Spider silk is well-known for its unusual properties. It’s very strong, stretchy and only 4 microns thick, but up until now its thermal conductivity has been a matter of speculation.
Xinwei Wang, an associate professor of mechanical engineering, with support from the Army Research Office and the National Science Foundation, analysed silk from eight different spiders for thermal conductivity.
His research team found that spider silk – particularly the draglines that anchor webs in place – conduct heat better than most materials, including conductors such as silicon, aluminium and pure iron.
Spider silk also conducts heat 1,000 times better than woven silkworm silk and 800 times better than other organic tissues.
“Our discoveries will revolutionise the conventional thought on the low thermal conductivity of biological materials,” said Wang.
He added that spider silk conducts heat at the rate of 416 watts per meter Kelvin, compared with 401 for copper and 0.6 for skin tissues.

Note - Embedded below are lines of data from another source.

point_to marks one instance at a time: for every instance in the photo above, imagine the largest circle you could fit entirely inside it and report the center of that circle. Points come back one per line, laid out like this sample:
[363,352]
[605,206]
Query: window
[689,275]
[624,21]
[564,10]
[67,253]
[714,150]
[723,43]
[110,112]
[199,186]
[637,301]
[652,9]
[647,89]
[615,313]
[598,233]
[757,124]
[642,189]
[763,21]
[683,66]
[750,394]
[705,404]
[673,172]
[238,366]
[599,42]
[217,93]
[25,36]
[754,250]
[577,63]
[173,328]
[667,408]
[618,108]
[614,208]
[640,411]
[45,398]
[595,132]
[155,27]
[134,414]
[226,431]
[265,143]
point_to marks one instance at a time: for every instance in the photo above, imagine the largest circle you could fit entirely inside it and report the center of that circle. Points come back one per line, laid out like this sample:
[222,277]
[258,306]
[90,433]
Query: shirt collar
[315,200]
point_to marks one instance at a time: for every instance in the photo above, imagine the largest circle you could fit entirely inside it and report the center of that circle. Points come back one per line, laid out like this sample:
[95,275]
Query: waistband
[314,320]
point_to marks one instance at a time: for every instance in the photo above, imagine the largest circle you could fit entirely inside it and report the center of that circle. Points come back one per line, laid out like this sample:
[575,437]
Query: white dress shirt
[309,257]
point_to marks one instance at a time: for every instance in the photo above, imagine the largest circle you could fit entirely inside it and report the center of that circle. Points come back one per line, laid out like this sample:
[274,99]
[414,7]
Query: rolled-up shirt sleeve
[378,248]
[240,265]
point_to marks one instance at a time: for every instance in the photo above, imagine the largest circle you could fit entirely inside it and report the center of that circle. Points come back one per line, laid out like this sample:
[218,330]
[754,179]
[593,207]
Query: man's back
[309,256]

“This is very surprising because spider silk is an organic material,” added Wang. “For organic material, this is the highest ever. There are only a few materials higher – silver and diamond.”
Even more surprising, he said, is that when spider silk is stretched, its thermal conductivity increases. Wang said stretching spider silk to its 20% limit also increases conductivity by 20%.
The discovery “opens a door for soft materials to be another option for thermal conductivity tuning,” Wang added.
The researchers are now looking at ways of modifying spider silk to enhance its thermal conductivity.